Though Suárez focuses on the column José Hernán Aguilar (b. 1958) published in the newspaper El Tiempo, she also discusses writings published in Arte en Colombia internacional (Art Nexus) and Re–vista de Arte y Arquitectura (Museo de Arte Moderno of Bogotá). This archival material provides Suárez with the conceptual and formal basis of Aguilar’s discourse as an art critic. Thanks to that material, Suárez is able to untangle the varying forms of knowledge the critic deployed to analyze artwork as “visual phenomena.” Aguilar’s studies of audiovisual language and of photography had an undeniable influence on writings that make use of terms taken from visual semiotics. This is particularly true in texts by Aguilar that discuss works whose production entails installation and assemblage, works by artists like Danilo Dueñas (b. 1956), about whom Aguilar wrote widely.

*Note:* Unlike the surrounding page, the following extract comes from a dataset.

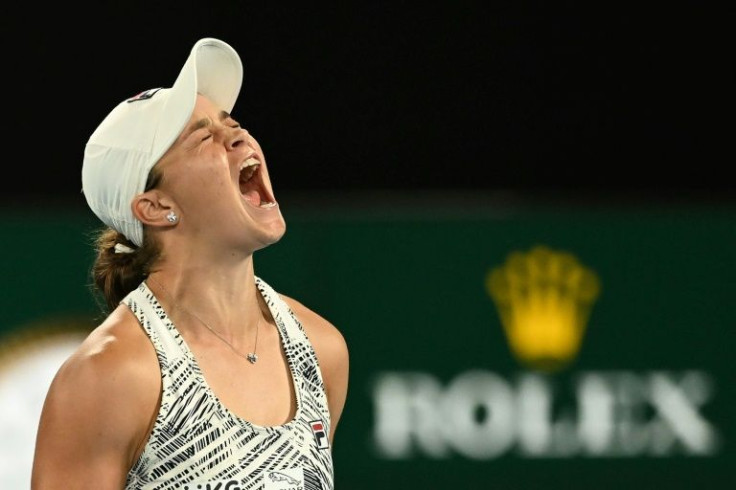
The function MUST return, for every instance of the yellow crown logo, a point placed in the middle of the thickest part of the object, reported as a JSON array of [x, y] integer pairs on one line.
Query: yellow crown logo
[[544, 300]]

Carolina Ponce de León (b. 1957) wrote art criticism during the same years as Aguilar. Her column gave rise to debate on an array of topics and hence enriched the reading and understanding of art of the eighties. Suárez’s study was published by the Universidad Nacional of Colombia in late 2009.
Aguilar is one of the most important contemporary art critics in Colombia. His writings on artists, works, and events are largely based on postmodern theories that he was responsible for introducing to the local context. Aguilar made use of a language that, Suárez claims, was intended to educate the viewer on how to interpret works of the time. Aguilar provides the reader of the image or the artistic product with components of analysis that further “give shape to an art audience” and provide knowledge about what was called “visual culture.”